Afrodite

All’inizio, è un nulla. Un soffio appena,
un brivido di squame, la carezza dell’ombra
come nube marina che si sgrana
nei tentacoli a raggiera della medusa.
Non si dica che il mare si è commosso
e l’onda ora si forma dal suo fremito.
Nel dondolio del mare danzano pesci
e le braccia delle alghe, serpentine,
le curva la corrente, come il vento
le messi della terra, il crine dei cavalli.

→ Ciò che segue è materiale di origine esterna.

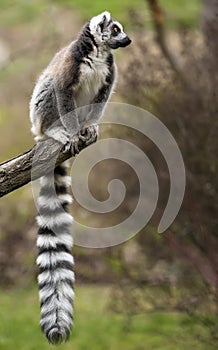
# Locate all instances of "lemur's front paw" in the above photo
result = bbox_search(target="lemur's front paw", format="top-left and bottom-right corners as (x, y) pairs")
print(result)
(70, 135), (79, 155)
(63, 135), (79, 155)
(79, 124), (98, 145)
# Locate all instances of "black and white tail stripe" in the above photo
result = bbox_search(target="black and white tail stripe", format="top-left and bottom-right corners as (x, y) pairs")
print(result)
(37, 164), (74, 344)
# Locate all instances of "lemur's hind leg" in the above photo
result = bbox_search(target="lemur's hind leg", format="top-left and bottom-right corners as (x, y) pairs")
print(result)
(79, 124), (99, 145)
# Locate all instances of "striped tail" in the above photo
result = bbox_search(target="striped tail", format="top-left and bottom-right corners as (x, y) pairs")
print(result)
(37, 164), (74, 344)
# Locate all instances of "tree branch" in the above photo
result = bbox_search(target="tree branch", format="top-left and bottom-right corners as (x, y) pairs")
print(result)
(0, 139), (96, 197)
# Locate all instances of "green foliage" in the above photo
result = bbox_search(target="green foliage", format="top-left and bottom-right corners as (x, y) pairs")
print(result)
(0, 286), (215, 350)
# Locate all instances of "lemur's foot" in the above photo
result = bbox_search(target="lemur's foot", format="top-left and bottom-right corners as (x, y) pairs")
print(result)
(79, 125), (98, 145)
(63, 135), (79, 155)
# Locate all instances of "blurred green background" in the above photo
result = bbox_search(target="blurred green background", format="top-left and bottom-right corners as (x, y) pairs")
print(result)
(0, 0), (218, 350)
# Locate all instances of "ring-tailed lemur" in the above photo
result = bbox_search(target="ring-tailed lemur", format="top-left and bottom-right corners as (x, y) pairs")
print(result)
(30, 11), (131, 344)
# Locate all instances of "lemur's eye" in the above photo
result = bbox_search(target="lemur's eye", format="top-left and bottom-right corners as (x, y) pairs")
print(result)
(113, 26), (120, 35)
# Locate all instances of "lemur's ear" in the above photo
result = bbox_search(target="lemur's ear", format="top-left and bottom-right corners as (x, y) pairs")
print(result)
(90, 11), (111, 31)
(99, 15), (107, 31)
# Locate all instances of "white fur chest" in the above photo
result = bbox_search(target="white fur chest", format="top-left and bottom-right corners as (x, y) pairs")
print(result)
(75, 57), (109, 107)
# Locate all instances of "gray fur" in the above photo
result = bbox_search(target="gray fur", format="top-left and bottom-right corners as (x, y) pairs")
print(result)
(30, 11), (130, 344)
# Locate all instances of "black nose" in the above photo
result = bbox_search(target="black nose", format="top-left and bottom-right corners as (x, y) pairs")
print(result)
(120, 36), (132, 47)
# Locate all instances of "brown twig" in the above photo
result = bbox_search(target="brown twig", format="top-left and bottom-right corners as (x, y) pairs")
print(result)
(0, 139), (95, 197)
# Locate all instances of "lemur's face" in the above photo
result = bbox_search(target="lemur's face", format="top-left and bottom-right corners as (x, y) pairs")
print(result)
(89, 11), (131, 49)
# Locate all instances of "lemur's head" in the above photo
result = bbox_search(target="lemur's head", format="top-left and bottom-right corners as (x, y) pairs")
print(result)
(89, 11), (131, 49)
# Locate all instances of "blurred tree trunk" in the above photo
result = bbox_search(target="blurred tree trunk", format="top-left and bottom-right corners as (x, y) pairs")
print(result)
(202, 0), (218, 65)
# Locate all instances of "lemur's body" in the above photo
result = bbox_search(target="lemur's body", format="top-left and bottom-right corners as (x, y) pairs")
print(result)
(30, 12), (131, 343)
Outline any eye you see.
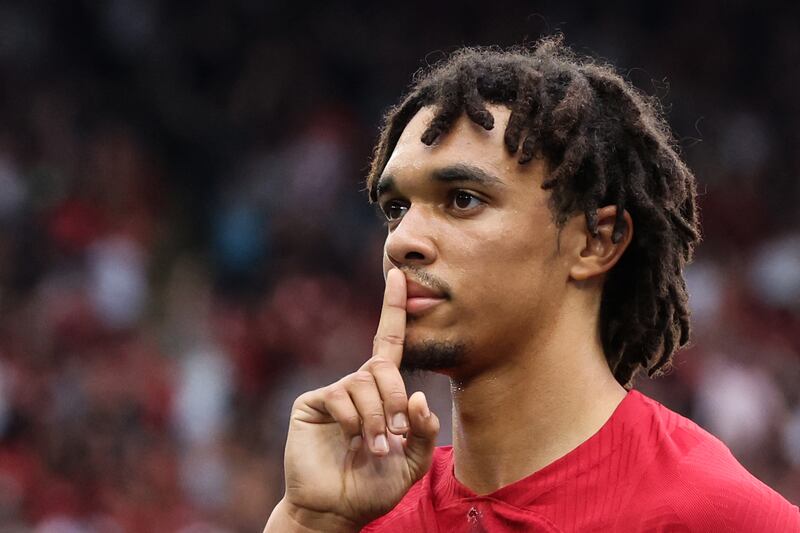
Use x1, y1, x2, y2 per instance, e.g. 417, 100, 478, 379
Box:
381, 200, 408, 220
452, 190, 483, 211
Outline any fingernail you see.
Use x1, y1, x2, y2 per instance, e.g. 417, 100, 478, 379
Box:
392, 413, 408, 429
375, 434, 389, 453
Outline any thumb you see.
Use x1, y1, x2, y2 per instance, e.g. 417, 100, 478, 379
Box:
406, 391, 439, 482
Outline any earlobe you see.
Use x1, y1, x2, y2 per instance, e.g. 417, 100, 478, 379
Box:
570, 205, 633, 281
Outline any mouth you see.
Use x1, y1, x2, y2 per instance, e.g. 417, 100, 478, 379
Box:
406, 280, 447, 315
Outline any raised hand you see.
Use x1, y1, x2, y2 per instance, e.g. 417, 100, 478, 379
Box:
265, 269, 439, 532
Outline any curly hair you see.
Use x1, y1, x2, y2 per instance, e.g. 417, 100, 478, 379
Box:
367, 36, 700, 388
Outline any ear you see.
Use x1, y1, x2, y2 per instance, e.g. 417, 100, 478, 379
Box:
569, 205, 633, 281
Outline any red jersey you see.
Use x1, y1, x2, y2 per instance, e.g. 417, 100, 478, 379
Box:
362, 391, 800, 533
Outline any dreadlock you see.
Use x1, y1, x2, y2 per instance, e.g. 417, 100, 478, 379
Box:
367, 36, 700, 387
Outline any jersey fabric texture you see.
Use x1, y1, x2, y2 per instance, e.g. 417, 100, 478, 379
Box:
362, 391, 800, 533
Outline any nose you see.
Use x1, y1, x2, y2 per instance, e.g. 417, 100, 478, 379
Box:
384, 204, 437, 267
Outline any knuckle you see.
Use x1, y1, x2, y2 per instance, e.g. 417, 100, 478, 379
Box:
369, 355, 399, 373
384, 390, 408, 405
350, 370, 375, 386
373, 333, 405, 346
339, 414, 361, 433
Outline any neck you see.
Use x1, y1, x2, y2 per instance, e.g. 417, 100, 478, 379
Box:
451, 302, 625, 494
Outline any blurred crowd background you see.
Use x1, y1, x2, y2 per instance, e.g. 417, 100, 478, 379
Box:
0, 0, 800, 532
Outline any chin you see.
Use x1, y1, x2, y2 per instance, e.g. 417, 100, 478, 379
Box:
400, 338, 467, 372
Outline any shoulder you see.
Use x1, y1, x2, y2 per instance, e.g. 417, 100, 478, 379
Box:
631, 388, 800, 532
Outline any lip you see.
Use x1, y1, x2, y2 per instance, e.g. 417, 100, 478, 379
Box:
406, 297, 445, 315
406, 280, 446, 315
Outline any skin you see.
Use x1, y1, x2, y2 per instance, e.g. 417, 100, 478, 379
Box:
266, 106, 633, 531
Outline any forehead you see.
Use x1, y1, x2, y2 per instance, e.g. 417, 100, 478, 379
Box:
382, 105, 543, 189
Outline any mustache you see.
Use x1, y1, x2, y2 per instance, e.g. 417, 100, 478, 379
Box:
400, 265, 450, 300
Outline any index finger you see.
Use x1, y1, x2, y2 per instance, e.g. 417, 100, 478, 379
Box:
372, 268, 406, 368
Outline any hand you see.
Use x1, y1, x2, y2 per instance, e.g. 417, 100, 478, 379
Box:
267, 269, 439, 531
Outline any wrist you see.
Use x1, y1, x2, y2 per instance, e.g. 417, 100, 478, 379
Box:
264, 498, 361, 533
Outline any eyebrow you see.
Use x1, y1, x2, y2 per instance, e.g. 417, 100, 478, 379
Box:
375, 164, 505, 197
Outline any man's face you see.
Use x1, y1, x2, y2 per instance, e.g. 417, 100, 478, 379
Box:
377, 106, 569, 375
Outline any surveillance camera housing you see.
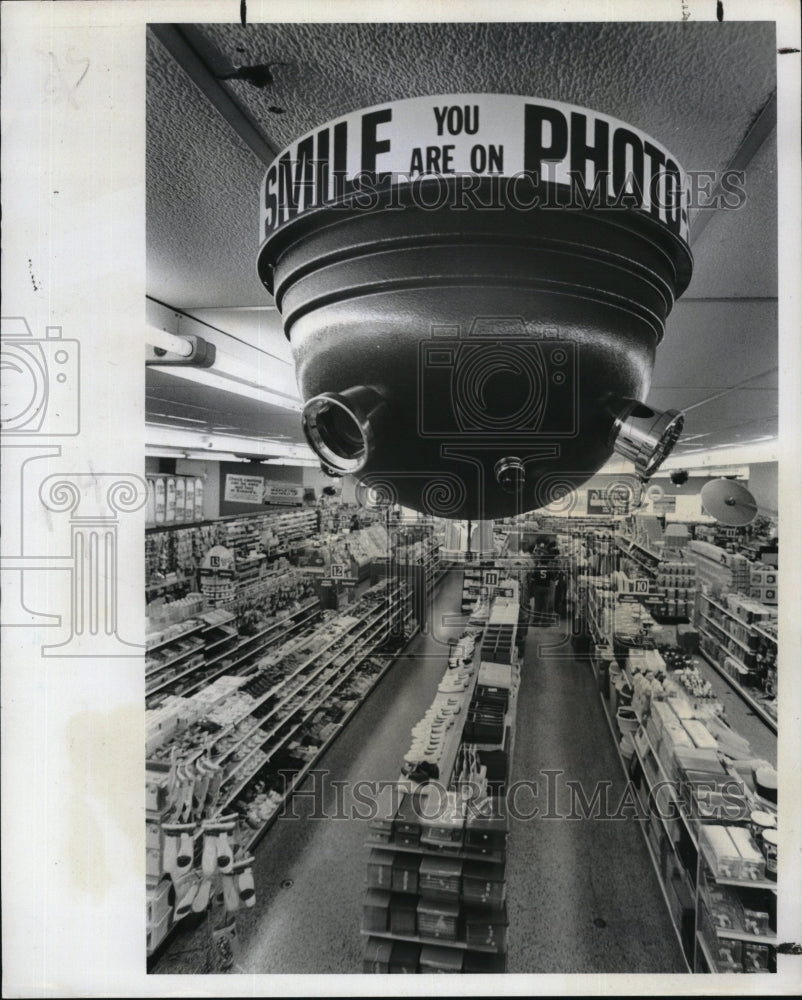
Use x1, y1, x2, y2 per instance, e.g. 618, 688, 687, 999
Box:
258, 95, 692, 519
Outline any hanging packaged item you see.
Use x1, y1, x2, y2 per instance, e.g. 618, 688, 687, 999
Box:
154, 476, 167, 524
164, 476, 175, 524
145, 476, 156, 524
184, 476, 195, 521
195, 476, 203, 521
175, 476, 187, 522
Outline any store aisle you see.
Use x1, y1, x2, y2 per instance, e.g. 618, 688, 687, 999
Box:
153, 570, 462, 974
507, 626, 686, 973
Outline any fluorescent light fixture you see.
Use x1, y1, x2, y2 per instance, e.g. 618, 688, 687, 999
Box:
151, 365, 303, 412
145, 423, 317, 464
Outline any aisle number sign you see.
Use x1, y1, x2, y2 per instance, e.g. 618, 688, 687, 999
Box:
261, 94, 689, 242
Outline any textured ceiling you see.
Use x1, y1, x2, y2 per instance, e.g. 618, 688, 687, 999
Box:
147, 21, 777, 458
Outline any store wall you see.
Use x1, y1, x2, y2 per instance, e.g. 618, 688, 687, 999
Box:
749, 462, 778, 515
175, 458, 220, 521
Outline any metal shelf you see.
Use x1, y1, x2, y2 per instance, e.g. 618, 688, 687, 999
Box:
145, 642, 206, 680
145, 617, 208, 656
361, 927, 506, 955
699, 644, 777, 735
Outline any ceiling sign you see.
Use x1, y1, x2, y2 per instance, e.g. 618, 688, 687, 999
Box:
264, 479, 304, 504
223, 473, 265, 503
261, 94, 689, 242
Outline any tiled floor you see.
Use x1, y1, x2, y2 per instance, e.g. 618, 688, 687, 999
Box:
152, 571, 684, 974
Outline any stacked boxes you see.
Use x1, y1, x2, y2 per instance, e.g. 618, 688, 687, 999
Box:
749, 566, 779, 605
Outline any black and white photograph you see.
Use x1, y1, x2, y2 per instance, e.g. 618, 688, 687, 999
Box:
0, 0, 802, 997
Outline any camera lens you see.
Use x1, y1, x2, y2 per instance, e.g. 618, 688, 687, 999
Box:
317, 406, 364, 459
495, 455, 526, 493
303, 386, 386, 475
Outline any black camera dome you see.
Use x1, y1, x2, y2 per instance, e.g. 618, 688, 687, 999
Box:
258, 95, 692, 518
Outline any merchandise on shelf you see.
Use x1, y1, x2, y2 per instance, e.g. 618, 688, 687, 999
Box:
588, 564, 776, 972
696, 588, 777, 726
362, 580, 520, 973
145, 475, 203, 526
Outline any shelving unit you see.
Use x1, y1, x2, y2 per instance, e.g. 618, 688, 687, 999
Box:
148, 583, 414, 954
696, 592, 777, 733
145, 598, 320, 708
362, 581, 520, 972
615, 535, 696, 623
580, 604, 776, 972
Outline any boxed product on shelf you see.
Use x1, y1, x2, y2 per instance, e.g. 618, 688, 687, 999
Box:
420, 945, 466, 973
368, 850, 395, 889
727, 826, 766, 882
461, 861, 506, 906
389, 941, 420, 975
418, 857, 462, 901
700, 880, 745, 933
392, 854, 421, 893
741, 941, 771, 972
388, 893, 417, 937
699, 825, 741, 879
464, 907, 509, 949
145, 879, 173, 925
417, 898, 460, 941
465, 810, 509, 854
145, 910, 172, 955
362, 938, 393, 975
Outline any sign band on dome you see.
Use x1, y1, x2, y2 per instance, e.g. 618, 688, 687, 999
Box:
261, 94, 689, 243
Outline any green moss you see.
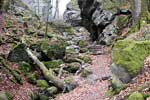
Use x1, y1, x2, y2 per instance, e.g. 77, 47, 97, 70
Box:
5, 91, 14, 100
112, 40, 150, 77
19, 62, 32, 73
27, 73, 37, 84
79, 40, 87, 48
40, 95, 49, 100
43, 60, 63, 69
47, 86, 58, 95
117, 15, 131, 30
40, 40, 67, 59
36, 80, 49, 89
128, 92, 144, 100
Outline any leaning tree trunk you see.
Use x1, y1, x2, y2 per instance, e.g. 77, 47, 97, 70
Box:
130, 0, 150, 31
26, 48, 65, 90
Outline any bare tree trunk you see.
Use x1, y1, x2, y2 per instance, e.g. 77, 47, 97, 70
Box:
26, 48, 65, 90
45, 0, 52, 37
54, 0, 59, 19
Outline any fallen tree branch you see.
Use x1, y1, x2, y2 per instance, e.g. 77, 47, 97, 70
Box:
26, 48, 65, 90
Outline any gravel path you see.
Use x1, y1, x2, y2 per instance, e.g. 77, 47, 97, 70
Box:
56, 47, 110, 100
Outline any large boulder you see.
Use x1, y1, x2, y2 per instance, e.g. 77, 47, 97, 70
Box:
64, 0, 81, 26
64, 0, 131, 45
111, 39, 150, 83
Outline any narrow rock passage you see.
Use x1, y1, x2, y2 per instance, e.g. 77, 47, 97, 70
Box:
56, 47, 110, 100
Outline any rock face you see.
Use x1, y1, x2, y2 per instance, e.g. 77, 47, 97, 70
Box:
64, 0, 150, 45
64, 0, 117, 44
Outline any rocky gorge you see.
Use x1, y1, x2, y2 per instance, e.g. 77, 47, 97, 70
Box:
0, 0, 150, 100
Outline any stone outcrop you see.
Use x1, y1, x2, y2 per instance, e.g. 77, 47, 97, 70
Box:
64, 0, 149, 45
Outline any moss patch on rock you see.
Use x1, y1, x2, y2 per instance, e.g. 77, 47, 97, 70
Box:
112, 40, 150, 77
44, 60, 63, 69
128, 92, 144, 100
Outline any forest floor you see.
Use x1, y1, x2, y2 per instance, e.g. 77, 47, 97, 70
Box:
56, 48, 111, 100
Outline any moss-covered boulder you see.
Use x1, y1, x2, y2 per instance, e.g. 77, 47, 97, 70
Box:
27, 73, 37, 84
111, 40, 150, 77
40, 40, 67, 59
43, 60, 64, 69
36, 80, 49, 89
8, 44, 31, 62
19, 62, 32, 73
0, 91, 14, 100
47, 86, 58, 95
128, 92, 144, 100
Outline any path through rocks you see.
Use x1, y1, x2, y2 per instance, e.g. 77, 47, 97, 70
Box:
56, 46, 110, 100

Tra due infiniti blu avanza l’onda,
tutta di sole coperta, risplendente,
liquido corpo, instabile, d’acqua scura.
Accorre il vento da lontano e reca
il polline dei fiori e altri profumi
della terra antistante, oscura e verde.
Tuonando, l’onda rotola fecondata
e si slancia verso il vento che l’attende
nel letto scuro di rocce che si increspano
di unghie appuntite e vite brulicanti.
Ancora in alto le acque si sospendono
nell’istante supremo di tanta gestazione.
E quando, in un’estasi di vita che comincia,
l’onda si frange e sfrangia sulle rocce,
le avvolge, le cinge, le stringe e poi vi scorre
– dalla spuma bianca, dal sole, dal vento che ha spirato,
dai pesci, dai fiori e il loro polline,
dalle tremule alghe, dal grano, dalle braccia della medusa,
dai crini dei cavalli, dal mare, dalla vita tutta,
Afrodite è nata, nasce il tuo corpo.